MTBF and Maintenance Costs

As you have learned from your reading, knowing when a part or system will fail is important for a company.
Mean time between failures (MTBF) is the expected time between failures of a part, process, or system and is
a common matrix for a firm to use to understand how often a failure will occur.
Assume that you are the manager of a production line and are responsible for keeping the machines running
24 hours per day, 365 days per year. When a machine breaks, it must be repaired and put back onto operation
as soon as possible. The problem is that your machines are always breaking down, and you really do not have
a good understanding of how often a machine breaks down.
Hint: For this assignment, you will NOT be using the OM software but should use Excel to work the problem.
You decide to run a test to determine the mean time between failures.
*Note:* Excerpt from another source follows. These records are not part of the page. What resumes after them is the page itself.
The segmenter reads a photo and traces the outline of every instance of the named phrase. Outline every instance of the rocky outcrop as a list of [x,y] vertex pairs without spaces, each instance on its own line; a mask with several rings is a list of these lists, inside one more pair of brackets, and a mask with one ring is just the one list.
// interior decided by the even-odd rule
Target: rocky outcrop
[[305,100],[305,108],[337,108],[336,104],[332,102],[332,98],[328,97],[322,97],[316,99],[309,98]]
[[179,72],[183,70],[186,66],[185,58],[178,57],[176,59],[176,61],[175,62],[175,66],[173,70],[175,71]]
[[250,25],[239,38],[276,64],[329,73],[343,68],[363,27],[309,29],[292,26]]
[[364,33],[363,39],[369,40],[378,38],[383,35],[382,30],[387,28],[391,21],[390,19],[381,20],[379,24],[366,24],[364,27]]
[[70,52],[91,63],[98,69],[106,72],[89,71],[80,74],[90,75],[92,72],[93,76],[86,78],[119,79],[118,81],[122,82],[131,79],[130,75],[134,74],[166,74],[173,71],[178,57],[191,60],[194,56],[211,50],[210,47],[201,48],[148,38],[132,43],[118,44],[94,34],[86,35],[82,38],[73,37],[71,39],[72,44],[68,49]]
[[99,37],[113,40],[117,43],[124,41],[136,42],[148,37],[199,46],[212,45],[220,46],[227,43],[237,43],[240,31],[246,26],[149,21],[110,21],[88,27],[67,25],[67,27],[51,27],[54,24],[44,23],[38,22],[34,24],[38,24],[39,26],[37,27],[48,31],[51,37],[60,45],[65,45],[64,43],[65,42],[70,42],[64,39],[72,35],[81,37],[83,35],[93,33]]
During the test, you start with 20
operational machines on your production line producing widgets. You record breakdowns during an 80-hour
observation period in which three of the machines broke down. One at 35 hours into the test, one at 50 hours
into the test, and the 3rd failure comes at 75 hours.

Use Excel and the data you collected to calculate the MTBF of your machines. Analyze your results and place
them on the spreadsheet.
Continue to Step 2: Calculate the Expected Breakdown Maintenance Costs . . .
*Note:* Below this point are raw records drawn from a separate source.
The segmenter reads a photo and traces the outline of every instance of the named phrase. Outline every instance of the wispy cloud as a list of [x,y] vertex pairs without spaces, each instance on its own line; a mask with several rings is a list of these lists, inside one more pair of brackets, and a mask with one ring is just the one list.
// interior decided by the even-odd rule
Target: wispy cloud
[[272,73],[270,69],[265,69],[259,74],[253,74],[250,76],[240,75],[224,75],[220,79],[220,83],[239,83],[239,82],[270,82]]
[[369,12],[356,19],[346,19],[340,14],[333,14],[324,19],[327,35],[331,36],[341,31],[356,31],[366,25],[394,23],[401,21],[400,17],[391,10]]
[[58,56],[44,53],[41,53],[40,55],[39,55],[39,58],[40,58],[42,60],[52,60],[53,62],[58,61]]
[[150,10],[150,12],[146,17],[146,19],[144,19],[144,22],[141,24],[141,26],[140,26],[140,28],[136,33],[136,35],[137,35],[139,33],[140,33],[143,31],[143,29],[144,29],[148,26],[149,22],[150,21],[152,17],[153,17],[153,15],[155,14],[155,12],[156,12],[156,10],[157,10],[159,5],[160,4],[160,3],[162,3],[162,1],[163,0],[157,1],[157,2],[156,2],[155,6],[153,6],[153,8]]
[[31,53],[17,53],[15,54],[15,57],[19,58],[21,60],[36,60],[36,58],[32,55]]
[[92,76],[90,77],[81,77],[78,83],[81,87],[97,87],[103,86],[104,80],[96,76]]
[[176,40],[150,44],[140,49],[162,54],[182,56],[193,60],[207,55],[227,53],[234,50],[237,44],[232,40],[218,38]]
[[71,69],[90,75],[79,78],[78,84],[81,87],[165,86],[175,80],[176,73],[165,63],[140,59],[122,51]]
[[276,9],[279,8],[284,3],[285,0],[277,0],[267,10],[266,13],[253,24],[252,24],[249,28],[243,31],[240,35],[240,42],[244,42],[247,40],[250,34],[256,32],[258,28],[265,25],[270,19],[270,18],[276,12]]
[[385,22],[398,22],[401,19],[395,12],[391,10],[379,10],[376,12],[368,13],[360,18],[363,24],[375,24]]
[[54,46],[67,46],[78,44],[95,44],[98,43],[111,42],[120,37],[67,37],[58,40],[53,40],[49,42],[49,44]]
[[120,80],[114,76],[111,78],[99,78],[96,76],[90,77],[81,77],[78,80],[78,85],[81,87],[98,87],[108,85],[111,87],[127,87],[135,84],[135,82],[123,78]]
After collecting and analyzing the MTBF data, you were surprised at how often your machines really broke
down. At your last company, you remember that they had a service firm that would come in and perform
preventive maintenance (PM) on your machines and you wonder if this would be an option to reduce
breakdowns. However, before you go to your boss to pitch the idea, you want to see if using an outside PM
firm would reduce your cost.
So you do some research on the cost and run another study on the number of breakdowns of your machines.
Over the last 12 months, the machines have broken down at the rate indicated in the following table:
Number of Breakdowns Number of Months that Breakdowns Occurred
0 0
1 7
2 3
3 2
You also do some research on breakdown cost and find that the average cost of a breakdown to your firm is
$350. You find a service firm and request a price quote from them. The PM service firm costs $200 per month,
but they tell you that you can still expect on average of 2 breakdowns per month even with the PM service.
Use Excel and the data to calculate the expected breakdown maintenance cost versus hiring the PM firm to
service your machines.
Analyze your results and indicate which of the options you will recommend to your boss – hire the firm or
continue dealing with the breakdowns at the current rate?